Rich Rodriguez's first Gator Bowl, Will Campbell's status at guard and more Michigan football news
The game took place nearly 30 years ago. The details are still fresh in Rich Rodriguez’s mind.
“It’s funny how you remember certain things,” he said of his first Gator Bowl in 1982. “It was a night game at the time. It was a little chilly. It was my sophomore year.”
Rodriguez, a backup tight end for West Virginia, didn’t start against Florida State. But he did play on the kickoff team. Right from the start, he knew it wasn’t his night.
“It was really wet, and I probably just fell down or tripped in the biggest puddle of mud, and I was soaked from head to toe. I was just drenched.”
He froze.
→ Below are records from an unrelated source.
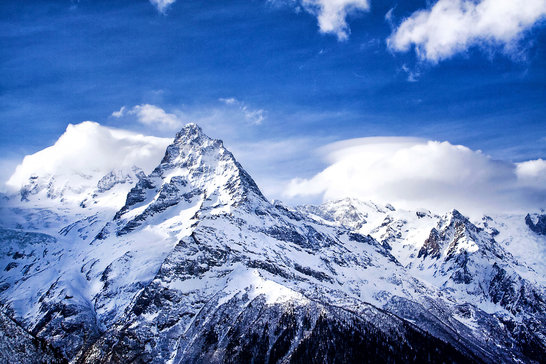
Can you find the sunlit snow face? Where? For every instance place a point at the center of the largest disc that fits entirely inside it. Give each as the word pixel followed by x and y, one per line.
pixel 88 151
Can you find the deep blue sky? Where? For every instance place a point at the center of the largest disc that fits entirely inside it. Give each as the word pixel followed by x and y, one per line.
pixel 68 61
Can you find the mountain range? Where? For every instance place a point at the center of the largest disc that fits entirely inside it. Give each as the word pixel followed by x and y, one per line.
pixel 186 261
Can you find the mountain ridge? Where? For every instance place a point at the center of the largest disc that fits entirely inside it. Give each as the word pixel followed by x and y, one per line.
pixel 196 236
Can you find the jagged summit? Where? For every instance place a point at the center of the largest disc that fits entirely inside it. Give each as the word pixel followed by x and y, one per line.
pixel 196 170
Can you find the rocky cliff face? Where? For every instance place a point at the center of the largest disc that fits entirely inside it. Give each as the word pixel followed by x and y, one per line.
pixel 196 265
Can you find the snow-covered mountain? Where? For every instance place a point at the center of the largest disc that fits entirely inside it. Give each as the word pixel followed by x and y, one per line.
pixel 194 264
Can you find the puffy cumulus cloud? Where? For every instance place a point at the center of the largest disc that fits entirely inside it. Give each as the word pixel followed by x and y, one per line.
pixel 88 151
pixel 414 173
pixel 452 26
pixel 532 173
pixel 162 5
pixel 253 116
pixel 151 115
pixel 331 14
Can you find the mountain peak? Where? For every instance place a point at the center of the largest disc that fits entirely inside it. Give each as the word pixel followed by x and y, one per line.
pixel 190 132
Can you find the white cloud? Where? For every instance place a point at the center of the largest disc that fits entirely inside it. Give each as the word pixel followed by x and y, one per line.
pixel 152 115
pixel 332 14
pixel 119 113
pixel 453 26
pixel 162 5
pixel 532 173
pixel 413 173
pixel 86 152
pixel 253 116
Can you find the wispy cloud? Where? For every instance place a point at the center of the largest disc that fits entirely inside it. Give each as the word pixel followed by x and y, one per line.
pixel 151 115
pixel 453 26
pixel 253 116
pixel 162 5
pixel 331 14
pixel 412 173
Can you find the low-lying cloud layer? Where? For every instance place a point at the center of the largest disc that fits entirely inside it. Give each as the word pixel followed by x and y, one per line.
pixel 415 173
pixel 453 26
pixel 162 5
pixel 444 29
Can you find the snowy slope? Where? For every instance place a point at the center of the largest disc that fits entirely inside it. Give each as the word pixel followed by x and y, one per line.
pixel 194 264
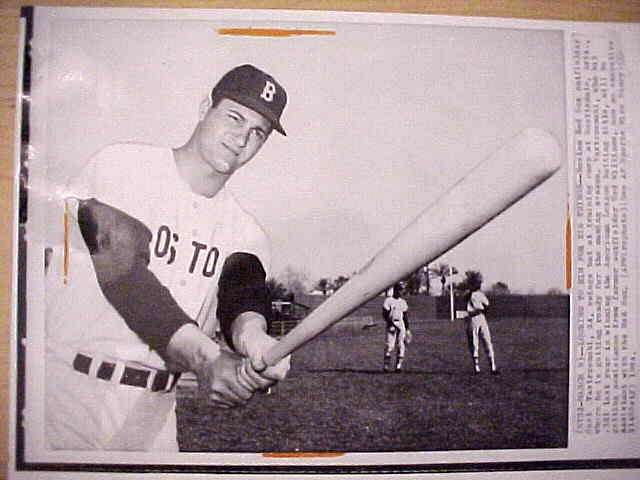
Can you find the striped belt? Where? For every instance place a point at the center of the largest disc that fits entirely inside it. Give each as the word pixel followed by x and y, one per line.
pixel 154 380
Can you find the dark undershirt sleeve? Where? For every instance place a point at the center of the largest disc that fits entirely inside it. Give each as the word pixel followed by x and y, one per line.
pixel 146 305
pixel 241 288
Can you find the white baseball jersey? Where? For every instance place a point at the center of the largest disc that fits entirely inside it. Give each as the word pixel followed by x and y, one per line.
pixel 477 301
pixel 397 307
pixel 192 237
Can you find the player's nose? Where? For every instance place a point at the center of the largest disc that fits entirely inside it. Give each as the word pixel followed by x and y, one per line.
pixel 241 136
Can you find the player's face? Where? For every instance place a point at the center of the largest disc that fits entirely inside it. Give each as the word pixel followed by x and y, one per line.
pixel 230 134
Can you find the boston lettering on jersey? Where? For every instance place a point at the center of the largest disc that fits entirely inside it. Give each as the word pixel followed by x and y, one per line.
pixel 204 258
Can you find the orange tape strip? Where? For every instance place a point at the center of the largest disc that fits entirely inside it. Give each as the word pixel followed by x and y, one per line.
pixel 302 454
pixel 271 32
pixel 65 254
pixel 567 251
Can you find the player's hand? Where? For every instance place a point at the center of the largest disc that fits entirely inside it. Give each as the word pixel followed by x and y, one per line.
pixel 252 341
pixel 219 381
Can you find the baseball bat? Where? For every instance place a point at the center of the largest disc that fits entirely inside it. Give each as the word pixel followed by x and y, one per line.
pixel 493 185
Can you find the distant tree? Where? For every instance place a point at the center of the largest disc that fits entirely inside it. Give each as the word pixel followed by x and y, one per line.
pixel 339 282
pixel 294 280
pixel 555 291
pixel 442 271
pixel 324 284
pixel 500 288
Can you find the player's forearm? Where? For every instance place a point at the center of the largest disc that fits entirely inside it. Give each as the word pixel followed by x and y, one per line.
pixel 190 350
pixel 247 329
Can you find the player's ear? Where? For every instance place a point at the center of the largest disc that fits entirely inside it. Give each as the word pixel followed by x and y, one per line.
pixel 205 106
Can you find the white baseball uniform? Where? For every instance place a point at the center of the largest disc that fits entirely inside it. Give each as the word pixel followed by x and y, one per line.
pixel 96 365
pixel 478 327
pixel 397 307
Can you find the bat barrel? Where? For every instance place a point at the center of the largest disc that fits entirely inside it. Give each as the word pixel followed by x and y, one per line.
pixel 487 190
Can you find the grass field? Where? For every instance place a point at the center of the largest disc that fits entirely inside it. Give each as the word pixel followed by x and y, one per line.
pixel 336 397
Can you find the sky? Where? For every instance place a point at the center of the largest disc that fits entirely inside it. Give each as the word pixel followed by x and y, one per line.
pixel 382 119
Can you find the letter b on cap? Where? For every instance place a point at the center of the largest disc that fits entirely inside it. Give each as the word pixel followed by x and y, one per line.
pixel 269 91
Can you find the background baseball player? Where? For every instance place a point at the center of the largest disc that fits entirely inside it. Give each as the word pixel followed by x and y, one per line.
pixel 157 258
pixel 477 326
pixel 395 312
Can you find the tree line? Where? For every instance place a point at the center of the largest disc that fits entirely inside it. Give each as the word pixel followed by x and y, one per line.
pixel 292 283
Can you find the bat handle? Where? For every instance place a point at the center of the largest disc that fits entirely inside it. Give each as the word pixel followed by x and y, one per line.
pixel 276 353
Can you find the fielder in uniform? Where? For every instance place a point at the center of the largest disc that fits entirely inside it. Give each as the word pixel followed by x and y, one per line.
pixel 477 327
pixel 395 312
pixel 157 260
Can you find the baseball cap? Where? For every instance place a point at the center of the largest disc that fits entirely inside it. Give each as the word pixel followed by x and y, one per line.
pixel 255 89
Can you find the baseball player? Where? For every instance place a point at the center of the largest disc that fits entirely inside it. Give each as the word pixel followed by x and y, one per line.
pixel 158 257
pixel 395 312
pixel 477 326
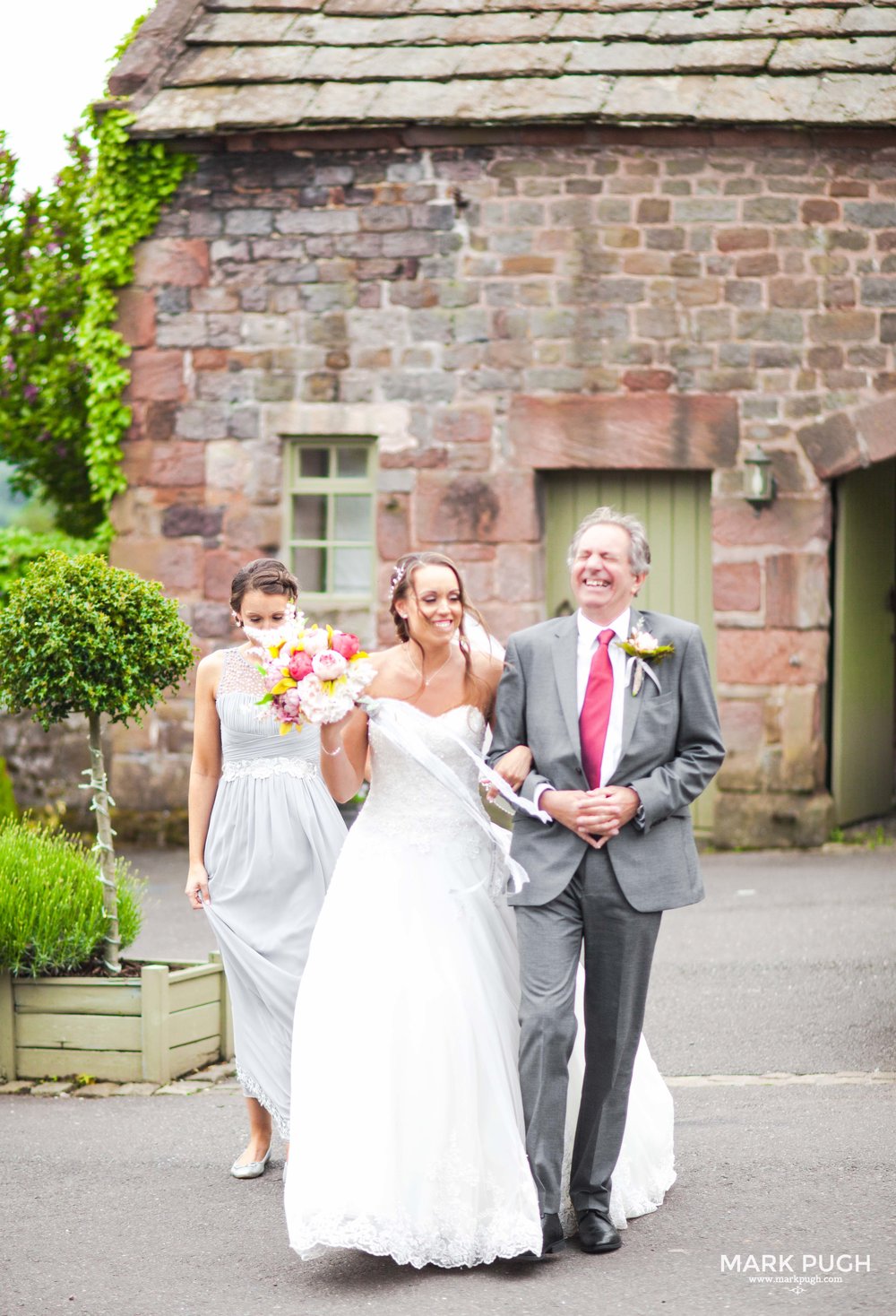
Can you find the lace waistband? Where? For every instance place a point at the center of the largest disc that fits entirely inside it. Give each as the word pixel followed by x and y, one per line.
pixel 262 767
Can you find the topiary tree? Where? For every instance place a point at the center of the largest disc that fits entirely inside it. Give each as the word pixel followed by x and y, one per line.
pixel 79 636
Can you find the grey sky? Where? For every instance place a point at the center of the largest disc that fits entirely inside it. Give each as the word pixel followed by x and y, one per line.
pixel 56 61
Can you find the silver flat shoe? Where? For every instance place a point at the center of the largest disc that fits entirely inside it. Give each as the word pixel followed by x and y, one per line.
pixel 254 1170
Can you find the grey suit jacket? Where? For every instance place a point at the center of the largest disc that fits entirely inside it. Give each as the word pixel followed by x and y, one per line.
pixel 671 749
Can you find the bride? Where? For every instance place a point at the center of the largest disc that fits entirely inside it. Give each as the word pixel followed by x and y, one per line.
pixel 407 1121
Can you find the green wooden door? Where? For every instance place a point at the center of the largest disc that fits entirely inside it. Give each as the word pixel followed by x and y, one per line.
pixel 674 506
pixel 862 668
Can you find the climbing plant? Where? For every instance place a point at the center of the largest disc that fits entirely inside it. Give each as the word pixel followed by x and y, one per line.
pixel 44 380
pixel 64 256
pixel 131 183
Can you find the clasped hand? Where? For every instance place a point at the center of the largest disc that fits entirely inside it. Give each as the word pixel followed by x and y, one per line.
pixel 592 815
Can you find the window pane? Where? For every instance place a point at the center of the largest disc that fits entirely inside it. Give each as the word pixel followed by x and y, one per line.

Standing on the sideline, he thought about changing into a dry uniform at halftime. Florida State dominated from the start, and West Virginia lost, 31-12.
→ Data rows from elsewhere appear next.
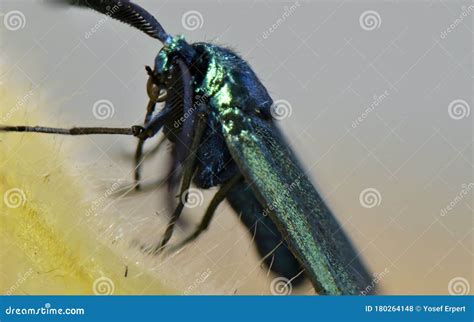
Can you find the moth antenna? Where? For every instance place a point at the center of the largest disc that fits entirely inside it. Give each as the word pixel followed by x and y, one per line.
pixel 124 11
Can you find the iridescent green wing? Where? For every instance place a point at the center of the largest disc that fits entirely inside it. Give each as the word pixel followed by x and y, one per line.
pixel 287 195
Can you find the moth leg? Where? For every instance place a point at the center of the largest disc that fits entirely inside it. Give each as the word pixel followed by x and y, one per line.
pixel 211 210
pixel 188 172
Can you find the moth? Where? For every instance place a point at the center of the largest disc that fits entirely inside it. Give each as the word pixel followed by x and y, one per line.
pixel 216 114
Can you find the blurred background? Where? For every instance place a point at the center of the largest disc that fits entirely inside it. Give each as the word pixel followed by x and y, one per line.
pixel 377 102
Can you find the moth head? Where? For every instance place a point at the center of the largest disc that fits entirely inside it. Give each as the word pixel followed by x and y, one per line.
pixel 174 48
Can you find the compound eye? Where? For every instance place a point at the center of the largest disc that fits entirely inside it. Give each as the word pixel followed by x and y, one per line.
pixel 154 91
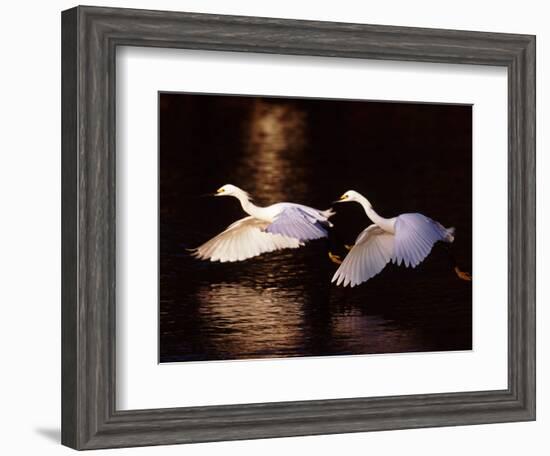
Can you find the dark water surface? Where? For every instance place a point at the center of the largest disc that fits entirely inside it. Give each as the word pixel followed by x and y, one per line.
pixel 403 157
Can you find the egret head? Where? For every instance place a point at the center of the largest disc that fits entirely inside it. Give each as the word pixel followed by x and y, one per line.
pixel 349 196
pixel 230 190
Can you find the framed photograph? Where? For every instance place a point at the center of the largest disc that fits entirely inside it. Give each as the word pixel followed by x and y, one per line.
pixel 279 228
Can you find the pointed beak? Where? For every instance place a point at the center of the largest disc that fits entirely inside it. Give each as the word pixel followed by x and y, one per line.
pixel 342 199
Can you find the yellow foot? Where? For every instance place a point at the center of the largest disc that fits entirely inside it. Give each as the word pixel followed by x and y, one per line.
pixel 335 258
pixel 463 275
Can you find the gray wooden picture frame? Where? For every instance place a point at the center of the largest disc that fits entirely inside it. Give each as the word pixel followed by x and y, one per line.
pixel 90 36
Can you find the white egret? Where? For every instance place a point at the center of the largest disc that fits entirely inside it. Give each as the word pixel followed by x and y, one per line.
pixel 407 239
pixel 275 227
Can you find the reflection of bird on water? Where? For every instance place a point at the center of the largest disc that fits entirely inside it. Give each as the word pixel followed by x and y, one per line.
pixel 275 227
pixel 407 238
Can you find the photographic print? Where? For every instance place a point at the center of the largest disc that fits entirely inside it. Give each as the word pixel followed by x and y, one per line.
pixel 294 227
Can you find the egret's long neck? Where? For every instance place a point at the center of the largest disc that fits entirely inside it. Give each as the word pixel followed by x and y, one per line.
pixel 247 205
pixel 384 223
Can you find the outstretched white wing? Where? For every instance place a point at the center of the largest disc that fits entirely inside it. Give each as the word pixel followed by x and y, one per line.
pixel 243 239
pixel 373 249
pixel 415 235
pixel 300 222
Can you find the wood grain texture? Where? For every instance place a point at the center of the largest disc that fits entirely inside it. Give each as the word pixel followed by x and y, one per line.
pixel 89 40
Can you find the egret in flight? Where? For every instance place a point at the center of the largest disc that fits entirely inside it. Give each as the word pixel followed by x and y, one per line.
pixel 407 239
pixel 265 229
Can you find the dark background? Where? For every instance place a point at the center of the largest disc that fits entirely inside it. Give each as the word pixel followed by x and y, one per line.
pixel 404 157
“Even though it was raining and muddy, we still couldn’t stop them,” Rodriguez said. “They were that fast.”
It was the first of Rodriguez’s four Gator Bowl appearances. As coach of the Mountaineers, he lost to Maryland, 41-7, in 2004, lost to Florida State, 30-18, in 2005, and beat Georgia Tech, 38-35, in his final game as coach at West Virginia.
Now he returns to the Gator Bowl as the Michigan football coach as the Wolverines (7-5) face Mississippi State (8-4) on at Jan. 1. (1:30 p.m., ESPN2) David Molk a finalist for Rimington Trophy
Michigan center David Molk is one of six finalists for the Rimington Trophy, presented annually to the nation’s best center.
The other finalists are: Stanford’s Chase Beeler, Arizona’s Colin Baxter, Ohio State’s Mike Brewster, TCU’s Jake Kirkpatrick and Auburn’s Ryan Pugh. The winner will be announced Thursday night during the ESPNU awards show.
Molk was named to the Big Ten’s first team by coaches, and the all-Big Ten second team by media members.
He’s the second Michigan player named a finalist for the Rimington award. David Baas shared the award in 2004 with LSU’s Ben Wilkerson.
A simple plan Given that the team has four weeks to prepare for the Gator Bowl, it would be easy to assume the Wolverines would use the extra time to assemble a complex, detailed game plan.
They’ll actually do the opposite.
“You can maybe try to do too much,” Rodriguez said. “I can remember the Sugar Bowl against Georgia, we actually simplified it more than any game all year, because we knew the atmosphere, and we didn’t want our guys to think too much.”
West Virginia defeated Georgia, 38-35, in the 2006 Sugar Bowl.
“I’ll talk with the coaches, and we’ll actually try to do less, try to hone in on what we’re doing well,” he said.
Looking ahead to 2011 Michigan returns 10 of its 11 starters on the offensive side of the ball next year. Left guard Steve Schilling is the unit’s only departure.
Ricky Barnum played for a few snaps against Ohio State and has backed up Schilling all season. Barnum, a redshirt sophomore from Lakeland, Fla., is the early frontrunner to replace him. Elliott Mealer is another potential starter. And do not discount Will Campbell, the defensive tackle-turned-guard who has caught the eyes of his teammates.
“He saw huge improvement over the last few weeks,” Schilling said. “With these 15 (bowl) practices, he could really challenge for that spot too.”